The scoping groups included county staff and met once in the office and then another time in the field.

“Once you’re out in the field, you can really see what the challenges might be with implementation, so it was great to have a community member there to continue to be the community voice on the ultimate outcome and be part of the problem solving once those challenged were identified,” Kilroy said.

In October, the CACs met for a joint meeting and received presentations and reports from the consultants working on project scoping, then during the regular October CAC meetings each group devised a recommendation for the projects to receive funds.

Dan Heuchert, a member of the 5th & Avon CAC, spoke to the board during public comment about getting increased funding for one of the group’s projects, a corridor study of Avon Street, to expand the concept.

“We are hoping that if there are extra other NIFI funds unexpended from our magisterial district that we might be able to expand that into a master plan for the Avon Street corridor,” he said. “That particular corridor is rapidly becoming a popular destination  we have the Fifth Street Station development, … [and] we also have the planned Biscuit Run State Park.”

“It would very, very helpful to have a master plan to help guide development and not have it a haphazard thing,” Heuchert said.

Some of the CACs are using the funding as a matching amount for grants for projects, including the Cale Elementary School crosswalk with the 5th & Avon CAC, the school-pedestrian connections with the Places 29-Hydraulic CAC and The Square improvements with the Crozet.

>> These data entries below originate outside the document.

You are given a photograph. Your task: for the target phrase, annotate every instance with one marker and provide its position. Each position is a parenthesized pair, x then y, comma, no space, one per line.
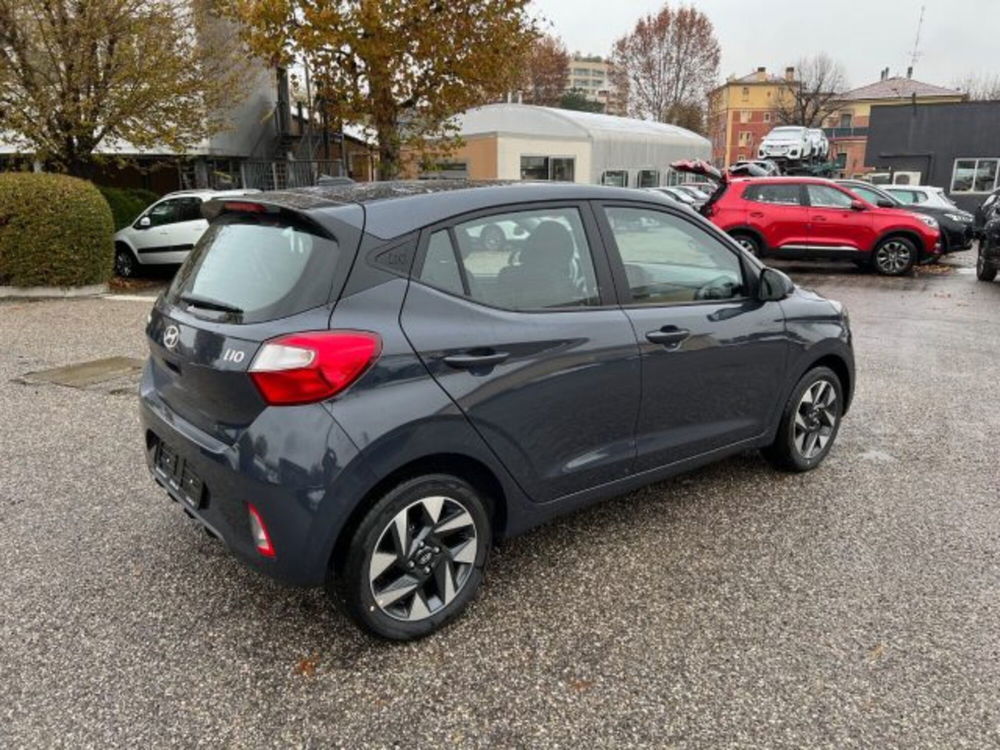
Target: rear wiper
(209,304)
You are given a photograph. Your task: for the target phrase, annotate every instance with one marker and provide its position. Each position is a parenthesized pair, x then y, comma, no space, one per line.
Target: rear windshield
(253,268)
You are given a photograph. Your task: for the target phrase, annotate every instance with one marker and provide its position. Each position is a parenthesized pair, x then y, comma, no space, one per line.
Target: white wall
(510,150)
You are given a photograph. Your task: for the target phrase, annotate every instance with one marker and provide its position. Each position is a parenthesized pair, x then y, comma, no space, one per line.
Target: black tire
(354,587)
(125,263)
(785,453)
(986,270)
(894,256)
(748,242)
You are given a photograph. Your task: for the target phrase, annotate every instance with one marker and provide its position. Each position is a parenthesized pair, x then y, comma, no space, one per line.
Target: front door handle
(473,360)
(669,336)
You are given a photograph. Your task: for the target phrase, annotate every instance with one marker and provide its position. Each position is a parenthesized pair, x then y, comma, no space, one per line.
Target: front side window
(824,196)
(521,260)
(670,261)
(784,194)
(165,212)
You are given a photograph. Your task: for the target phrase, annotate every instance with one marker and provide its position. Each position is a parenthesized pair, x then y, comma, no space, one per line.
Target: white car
(819,143)
(920,195)
(166,231)
(787,142)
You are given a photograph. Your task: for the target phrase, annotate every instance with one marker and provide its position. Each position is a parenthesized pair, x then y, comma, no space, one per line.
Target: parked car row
(804,217)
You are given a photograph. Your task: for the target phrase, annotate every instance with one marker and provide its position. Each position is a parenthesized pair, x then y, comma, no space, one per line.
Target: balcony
(846,132)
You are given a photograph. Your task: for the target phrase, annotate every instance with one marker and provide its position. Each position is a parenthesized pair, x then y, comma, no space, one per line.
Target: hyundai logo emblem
(170,337)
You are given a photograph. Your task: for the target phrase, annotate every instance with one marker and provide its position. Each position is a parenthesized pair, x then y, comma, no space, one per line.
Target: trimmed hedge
(127,203)
(54,231)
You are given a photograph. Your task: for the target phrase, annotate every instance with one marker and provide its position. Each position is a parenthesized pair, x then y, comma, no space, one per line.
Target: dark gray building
(953,146)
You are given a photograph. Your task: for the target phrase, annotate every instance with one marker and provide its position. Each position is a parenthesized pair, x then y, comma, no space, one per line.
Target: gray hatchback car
(366,387)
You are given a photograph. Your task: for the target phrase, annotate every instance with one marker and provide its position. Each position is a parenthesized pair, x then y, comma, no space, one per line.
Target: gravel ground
(733,607)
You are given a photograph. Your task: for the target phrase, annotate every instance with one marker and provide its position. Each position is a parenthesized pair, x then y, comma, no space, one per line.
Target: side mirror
(773,285)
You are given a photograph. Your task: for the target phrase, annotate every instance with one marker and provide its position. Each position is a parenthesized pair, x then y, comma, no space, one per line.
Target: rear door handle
(669,336)
(470,360)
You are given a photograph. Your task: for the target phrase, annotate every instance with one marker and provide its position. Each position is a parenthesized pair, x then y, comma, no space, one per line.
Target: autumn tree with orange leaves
(668,64)
(402,69)
(76,75)
(546,72)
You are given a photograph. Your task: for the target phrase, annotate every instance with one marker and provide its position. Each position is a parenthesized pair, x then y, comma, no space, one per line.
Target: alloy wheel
(423,558)
(893,257)
(815,419)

For the safe route to schools applications, the crosswalk and the pedestrian connections, Kilroy said the match would bring down the total cost for the Virginia Department of Transportation and increases the likelihood of funding.

If the grants were not awarded, they would go back to the CAC and either pay for the design of the project or have the CAC find another project.

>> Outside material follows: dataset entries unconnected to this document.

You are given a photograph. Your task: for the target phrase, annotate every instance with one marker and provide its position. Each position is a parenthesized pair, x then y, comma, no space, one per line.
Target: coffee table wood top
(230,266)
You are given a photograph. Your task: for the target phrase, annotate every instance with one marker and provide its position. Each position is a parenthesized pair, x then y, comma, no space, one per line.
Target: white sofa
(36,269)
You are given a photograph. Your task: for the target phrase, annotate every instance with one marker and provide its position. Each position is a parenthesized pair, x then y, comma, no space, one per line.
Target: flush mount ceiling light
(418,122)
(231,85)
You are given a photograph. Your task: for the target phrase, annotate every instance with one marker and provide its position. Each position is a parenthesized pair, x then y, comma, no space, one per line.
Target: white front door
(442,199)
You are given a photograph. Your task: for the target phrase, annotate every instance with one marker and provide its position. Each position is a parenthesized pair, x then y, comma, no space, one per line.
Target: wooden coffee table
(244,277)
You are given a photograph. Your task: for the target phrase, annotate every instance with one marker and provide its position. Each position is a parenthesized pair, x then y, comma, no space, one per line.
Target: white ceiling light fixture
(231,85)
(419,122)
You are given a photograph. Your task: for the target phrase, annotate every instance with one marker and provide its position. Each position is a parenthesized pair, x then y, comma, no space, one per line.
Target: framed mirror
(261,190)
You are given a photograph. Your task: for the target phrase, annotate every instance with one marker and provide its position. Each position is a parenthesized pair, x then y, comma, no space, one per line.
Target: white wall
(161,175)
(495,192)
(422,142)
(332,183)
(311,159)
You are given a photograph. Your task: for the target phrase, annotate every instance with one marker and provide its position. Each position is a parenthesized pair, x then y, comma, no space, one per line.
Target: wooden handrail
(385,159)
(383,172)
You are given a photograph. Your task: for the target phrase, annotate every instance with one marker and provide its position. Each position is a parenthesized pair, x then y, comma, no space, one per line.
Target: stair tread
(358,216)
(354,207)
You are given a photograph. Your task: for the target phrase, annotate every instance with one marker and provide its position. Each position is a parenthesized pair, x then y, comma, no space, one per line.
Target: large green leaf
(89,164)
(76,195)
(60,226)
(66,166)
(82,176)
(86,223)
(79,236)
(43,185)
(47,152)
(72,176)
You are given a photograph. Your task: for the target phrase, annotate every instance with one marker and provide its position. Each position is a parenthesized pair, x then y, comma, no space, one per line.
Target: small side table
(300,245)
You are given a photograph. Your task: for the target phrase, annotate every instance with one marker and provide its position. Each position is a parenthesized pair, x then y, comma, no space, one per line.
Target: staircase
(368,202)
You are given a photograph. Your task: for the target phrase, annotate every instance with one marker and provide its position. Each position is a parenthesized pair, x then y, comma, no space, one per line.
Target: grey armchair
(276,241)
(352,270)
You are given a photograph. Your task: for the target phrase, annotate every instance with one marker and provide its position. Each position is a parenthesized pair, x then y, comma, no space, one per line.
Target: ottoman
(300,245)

Other projects came in estimated slightly over the allocated amount, such as the Free Bridge project with the Pantops CAC and the Baker-Butler Elementary School connectivity improvements with the Places 29-North CAC.

“Project management division feels fairly strongly that with a little bit of work in the design phase that we can get those projects back in budget,” Kilroy said.

The board also approved projects for the Places 29-Rio CAC and the Village of Rivanna CAC. The Village of Rivanna had leftover funds, as its project costs around $55,000.

Staff then recommended keeping the some of the remaining funds available as contingency for the implementation of the other projects, as the construction market remains slightly unpredictable.

“I would hate to be in a position where we’ve exhausted all our efforts to reduce costs and we still remain just a few thousand above and don’t have the opportunity to move forward,” said Blake Abplanalp, the county chief of project management. “So that was what our thinking was as it related to at least having a portion or a small fund there to help us with that when it comes down to these relatively close to the budget situations.”

The board also wanted to use some of the extra funds toward developing a pilot process for corridor studies for all over the county, and the Avon Street corridor would be used as the test.

“It’s not going to be easy; we have to understand that it’s going to be a little choppy along the way, but at the end, hopefully we have a good product that we can then replicate very quickly,” said Supervisor Brad Sheffield.

Earlier at the meeting, during a discussion of the upcoming two year fiscal plan, a senior budget analyst with the county suggested that some of the fiscal year 17 budget surplus funds could be put into a reserve fund for future rounds of NIFI. The board will discuss options for the fiscal year 17 budget surplus funds at its December meetings.

An appropriation request for the approved NIFI projects will come to the board in December.